"C'est mon droit, donné par Dieu et la Constitution, de ne pas porter de masque": comme Davey, habitant de Huntington Beach, beaucoup dans le comté d'Orange, au sud de Los Angeles, refusent obstinément de se couvrir le visage malgré le Covid-19.

Le père de famille ne craint-il pas d'être contaminé alors que l'épidémie progresse à toute allure dans le sud de la Californie, notamment dans le comté d'Orange?

"C'est un canular... Plus vous testez les gens, plus vous trouvez de nouveaux cas", affirme calmement à l'AFP, Davey, 51 ans.

Si la situation n'y est pas aussi catastrophique que dans d'autres régions américaines, telles que la Floride ou le Texas, le comté d'Orange enregistre tout de même près de 250 cas pour 100.000 habitants, soit près de dix fois plus que l'objectif fixé par les autorités sanitaires de Californie.

Davey sort à peine d'un magasin où clients portant des masques et d'autres à visage découvert se côtoient dans les rayons, parfois de très près.

En Californie, le port du masque est pourtant censé être obligatoire depuis un mois dans tous les lieux publics clos, et même à l'extérieur quand la distanciation physique n'est pas possible.

"Il n'y a pas de panneau à l'entrée, et personne ne m'a rien dit", ironise le quinquagénaire.

"Il y a eu beaucoup de manifestations contre la fermeture des plages et le masque par ici... De nombreux de magasins font ce qu'il faut pour ne pas perdre de clients", explique à l'AFP le vendeur d'une boutique, sous couvert d'anonymat.

Dans les rues voisines, peu d'habitants ou de touristes qui déambulent portent un masque. Tracy, blonde athlétique de 25 ans qui revient de la plage avec sa planche de surf sous le bras, fait partie du lot.

Elle confie avoir tenté au début de convaincre certains amis et connaissances de respecter les consignes, avant de se résigner. "Ca tournait parfois vite à la dispute, je ne sais pas pourquoi mais le sujet est trop sensible. J'ai lâché l'affaire", dit-elle.

- La liberté ou la mort -

Le sujet est à ce point sensible que le mois dernier, la directrice de la santé publique du comté d'Orange a préféré démissionner après des attaques répétées et une menace de mort: elle avait osé rendre obligatoire le port du masque.

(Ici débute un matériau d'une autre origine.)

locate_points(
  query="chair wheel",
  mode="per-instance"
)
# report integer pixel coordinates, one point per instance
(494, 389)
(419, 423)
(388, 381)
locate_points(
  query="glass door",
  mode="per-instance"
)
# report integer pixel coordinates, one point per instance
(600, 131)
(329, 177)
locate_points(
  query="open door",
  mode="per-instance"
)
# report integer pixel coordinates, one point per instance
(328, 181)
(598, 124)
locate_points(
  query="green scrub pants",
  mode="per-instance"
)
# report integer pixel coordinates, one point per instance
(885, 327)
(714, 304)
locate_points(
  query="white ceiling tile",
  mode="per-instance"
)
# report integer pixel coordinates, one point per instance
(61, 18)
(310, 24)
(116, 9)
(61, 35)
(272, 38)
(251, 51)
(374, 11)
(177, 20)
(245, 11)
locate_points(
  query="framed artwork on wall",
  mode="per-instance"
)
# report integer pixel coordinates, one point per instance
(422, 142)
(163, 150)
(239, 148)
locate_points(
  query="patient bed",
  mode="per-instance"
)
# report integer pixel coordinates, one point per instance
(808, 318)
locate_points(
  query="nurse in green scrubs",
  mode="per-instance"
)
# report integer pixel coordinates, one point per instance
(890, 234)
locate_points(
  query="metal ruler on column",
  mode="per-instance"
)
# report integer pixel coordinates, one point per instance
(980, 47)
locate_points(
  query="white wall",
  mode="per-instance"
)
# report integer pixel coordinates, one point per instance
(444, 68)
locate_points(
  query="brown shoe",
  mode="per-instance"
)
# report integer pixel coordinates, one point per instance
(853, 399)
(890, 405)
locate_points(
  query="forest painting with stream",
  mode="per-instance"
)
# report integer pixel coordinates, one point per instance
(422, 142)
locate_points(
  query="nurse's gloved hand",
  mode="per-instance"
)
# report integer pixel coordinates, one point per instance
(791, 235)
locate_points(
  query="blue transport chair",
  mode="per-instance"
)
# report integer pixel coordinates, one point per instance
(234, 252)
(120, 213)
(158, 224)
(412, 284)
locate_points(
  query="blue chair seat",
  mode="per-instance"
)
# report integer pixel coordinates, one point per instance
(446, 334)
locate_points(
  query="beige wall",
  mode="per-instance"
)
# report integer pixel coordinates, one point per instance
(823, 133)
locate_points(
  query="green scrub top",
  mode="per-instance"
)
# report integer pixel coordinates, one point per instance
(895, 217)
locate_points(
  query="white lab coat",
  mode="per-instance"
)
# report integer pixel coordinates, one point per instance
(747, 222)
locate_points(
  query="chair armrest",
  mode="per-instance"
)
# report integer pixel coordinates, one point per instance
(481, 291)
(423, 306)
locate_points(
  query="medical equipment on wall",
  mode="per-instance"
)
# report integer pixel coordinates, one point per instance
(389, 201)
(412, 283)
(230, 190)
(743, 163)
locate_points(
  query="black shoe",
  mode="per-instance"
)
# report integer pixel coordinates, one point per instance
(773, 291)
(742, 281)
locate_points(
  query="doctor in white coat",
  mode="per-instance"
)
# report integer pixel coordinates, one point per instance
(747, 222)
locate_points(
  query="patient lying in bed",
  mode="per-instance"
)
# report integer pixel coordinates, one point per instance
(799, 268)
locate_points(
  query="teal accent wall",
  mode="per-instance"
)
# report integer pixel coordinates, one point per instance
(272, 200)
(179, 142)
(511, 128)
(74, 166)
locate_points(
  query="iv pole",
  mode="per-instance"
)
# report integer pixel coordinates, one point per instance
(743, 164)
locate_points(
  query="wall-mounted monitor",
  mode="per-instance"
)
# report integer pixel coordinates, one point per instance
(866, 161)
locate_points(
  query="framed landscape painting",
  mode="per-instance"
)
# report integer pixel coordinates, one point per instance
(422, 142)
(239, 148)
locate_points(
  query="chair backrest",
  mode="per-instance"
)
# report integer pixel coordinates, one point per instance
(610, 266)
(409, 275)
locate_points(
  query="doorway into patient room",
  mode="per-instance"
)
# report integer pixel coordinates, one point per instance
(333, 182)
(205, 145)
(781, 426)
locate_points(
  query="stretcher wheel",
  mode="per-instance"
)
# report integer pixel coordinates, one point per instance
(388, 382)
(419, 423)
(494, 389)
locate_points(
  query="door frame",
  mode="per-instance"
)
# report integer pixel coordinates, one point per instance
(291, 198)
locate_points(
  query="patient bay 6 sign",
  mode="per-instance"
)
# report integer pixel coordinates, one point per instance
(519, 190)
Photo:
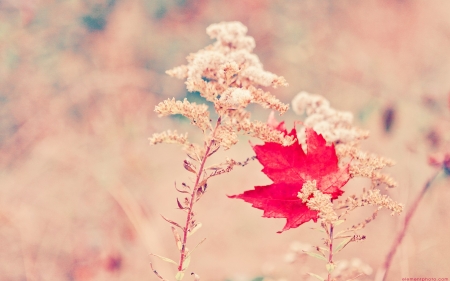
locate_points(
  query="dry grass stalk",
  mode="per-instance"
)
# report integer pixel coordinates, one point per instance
(227, 74)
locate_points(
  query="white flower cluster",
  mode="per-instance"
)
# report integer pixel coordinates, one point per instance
(231, 50)
(236, 97)
(335, 126)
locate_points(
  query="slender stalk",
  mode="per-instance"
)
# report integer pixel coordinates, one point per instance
(330, 253)
(194, 194)
(398, 240)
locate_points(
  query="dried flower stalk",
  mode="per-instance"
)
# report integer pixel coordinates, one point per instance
(336, 127)
(227, 74)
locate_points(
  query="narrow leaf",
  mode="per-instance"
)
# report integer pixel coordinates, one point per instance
(316, 276)
(179, 205)
(173, 223)
(330, 267)
(188, 167)
(190, 252)
(179, 276)
(164, 259)
(315, 255)
(196, 227)
(343, 244)
(177, 238)
(336, 223)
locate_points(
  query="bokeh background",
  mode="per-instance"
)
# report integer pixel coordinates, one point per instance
(81, 192)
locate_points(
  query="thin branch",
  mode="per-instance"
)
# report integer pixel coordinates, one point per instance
(382, 274)
(156, 273)
(194, 194)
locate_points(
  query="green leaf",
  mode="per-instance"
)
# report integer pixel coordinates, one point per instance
(316, 276)
(179, 276)
(164, 259)
(343, 244)
(315, 255)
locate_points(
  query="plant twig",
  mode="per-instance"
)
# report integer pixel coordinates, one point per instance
(156, 273)
(330, 252)
(382, 274)
(193, 196)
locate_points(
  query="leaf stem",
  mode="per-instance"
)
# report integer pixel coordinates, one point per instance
(330, 252)
(189, 216)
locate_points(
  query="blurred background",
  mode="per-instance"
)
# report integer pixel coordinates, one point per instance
(81, 192)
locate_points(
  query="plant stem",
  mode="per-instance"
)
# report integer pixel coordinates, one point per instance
(193, 196)
(387, 263)
(330, 253)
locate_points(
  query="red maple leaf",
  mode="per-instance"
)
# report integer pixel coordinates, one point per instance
(289, 167)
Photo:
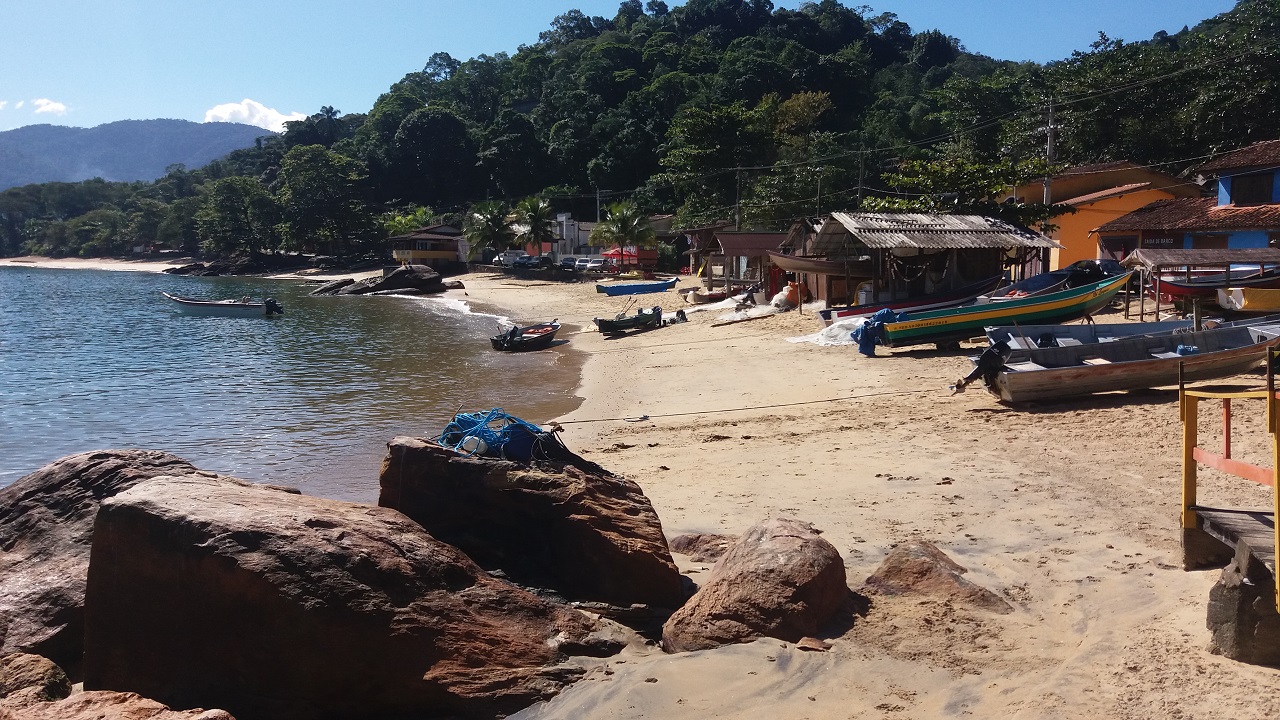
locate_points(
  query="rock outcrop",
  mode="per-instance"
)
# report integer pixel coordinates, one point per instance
(583, 534)
(215, 593)
(26, 679)
(105, 706)
(1242, 611)
(917, 566)
(780, 580)
(46, 525)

Son successeur s'est empressé de supprimer la mesure, se contentant de "recommander" son usage.

Le shérif du comté, Don Barnes, a de toutes façons officiellement déclaré qu'il n'avait pas l'intention de faire appliquer la mesure décrétée par le gouverneur de Californie, en appelant à "la responsabilité individuelle de chacun. Il a depuis mis un peu d'eau dans son vin et s'est dit prêt à sanctionner les récidivistes tout en voulant continuer à privilégier une "approche éducative".

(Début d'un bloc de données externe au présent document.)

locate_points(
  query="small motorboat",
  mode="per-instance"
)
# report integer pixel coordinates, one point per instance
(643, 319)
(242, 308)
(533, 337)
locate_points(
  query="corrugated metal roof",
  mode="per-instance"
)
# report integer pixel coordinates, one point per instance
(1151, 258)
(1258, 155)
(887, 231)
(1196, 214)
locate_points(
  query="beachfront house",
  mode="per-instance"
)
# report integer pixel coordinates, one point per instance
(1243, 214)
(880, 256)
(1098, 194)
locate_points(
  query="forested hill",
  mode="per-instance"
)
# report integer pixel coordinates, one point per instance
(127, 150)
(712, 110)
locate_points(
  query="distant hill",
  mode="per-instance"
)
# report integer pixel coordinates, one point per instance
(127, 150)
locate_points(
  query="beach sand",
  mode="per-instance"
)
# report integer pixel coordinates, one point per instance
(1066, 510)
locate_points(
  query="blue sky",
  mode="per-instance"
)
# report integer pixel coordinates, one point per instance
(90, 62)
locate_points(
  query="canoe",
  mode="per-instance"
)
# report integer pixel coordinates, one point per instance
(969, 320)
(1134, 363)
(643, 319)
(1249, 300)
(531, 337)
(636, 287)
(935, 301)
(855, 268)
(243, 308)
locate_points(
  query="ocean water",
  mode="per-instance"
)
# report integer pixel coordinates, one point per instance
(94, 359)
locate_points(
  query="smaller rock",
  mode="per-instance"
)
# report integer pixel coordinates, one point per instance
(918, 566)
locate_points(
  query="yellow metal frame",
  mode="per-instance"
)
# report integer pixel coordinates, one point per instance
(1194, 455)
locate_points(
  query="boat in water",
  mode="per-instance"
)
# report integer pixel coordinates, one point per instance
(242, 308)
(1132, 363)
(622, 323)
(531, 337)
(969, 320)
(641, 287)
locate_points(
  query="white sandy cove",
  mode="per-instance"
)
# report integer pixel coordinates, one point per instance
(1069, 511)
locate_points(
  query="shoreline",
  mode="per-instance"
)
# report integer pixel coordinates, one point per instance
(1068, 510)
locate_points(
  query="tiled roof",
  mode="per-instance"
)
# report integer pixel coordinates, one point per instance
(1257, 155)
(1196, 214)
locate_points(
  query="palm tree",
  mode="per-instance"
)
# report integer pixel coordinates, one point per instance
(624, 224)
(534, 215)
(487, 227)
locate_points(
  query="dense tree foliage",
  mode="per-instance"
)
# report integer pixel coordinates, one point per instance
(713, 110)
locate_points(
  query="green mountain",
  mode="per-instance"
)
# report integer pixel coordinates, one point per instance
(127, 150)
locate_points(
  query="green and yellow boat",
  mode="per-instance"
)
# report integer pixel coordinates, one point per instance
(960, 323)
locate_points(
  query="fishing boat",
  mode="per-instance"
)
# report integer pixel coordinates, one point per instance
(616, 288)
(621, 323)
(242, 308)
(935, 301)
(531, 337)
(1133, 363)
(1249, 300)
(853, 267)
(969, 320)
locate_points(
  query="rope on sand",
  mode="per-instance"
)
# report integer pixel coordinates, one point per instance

Pourquoi une telle réticence à porter le masque, à Orange County comme dans de nombreuses autres régions des Etats-Unis?

Le masque est inconfortable et n'est pas encore entré dans les habitudes, comme la ceinture de sécurité à l'époque, relève Wendy Wood, qui enseigne la psychologie à l'université USC Dornsife.

Mais il y a "indubitablement une dimension politique", surtout dans un comté d'Orange qui fut jusque récemment un bastion conservateur, estime-t-elle.

Le masque est devenu "politisé et a fini par représenter votre orientation politique", résume-t-elle, renvoyant au sondage montrant que les sympathisants démocrates étaient beaucoup plus favorables au masque et enclins à le porter que les républicains et partisans de Donald Trump, lui-même notoirement rétif à cet accessoire.

Pour Alison Dundes-Renteln, spécialiste en sciences politiques et anthropologie de l'USC Dornsife, la question dépasse toutefois la simple fracture partisane.

"Je ne nie pas qu'il y ait une sorte de tribalisme et d'hyper politisation (du masque), mais je pense que ça reflète des spécificités de l'identité nationale américaine, le fait que les Américains n'aiment pas que le gouvernement leur dise quoi faire. +Donnez-moi la liberté ou donnez-moi la mort+", analyse-t-elle.

De fait, à l'instar de Davey, les opposants au masque contestent autant l'objet lui-même que le droit aux autorités de le leur imposer.

"L'une des choses qui me frappent dans cette polémique, c'est la mauvaise interprétation qui est faite de la liberté individuelle, qui n'est pas un principe absolu" comme la Cour suprême l'a reconnu en 1905 au sujet de la vaccination obligatoire, souligne Mme Dundes-Renteln.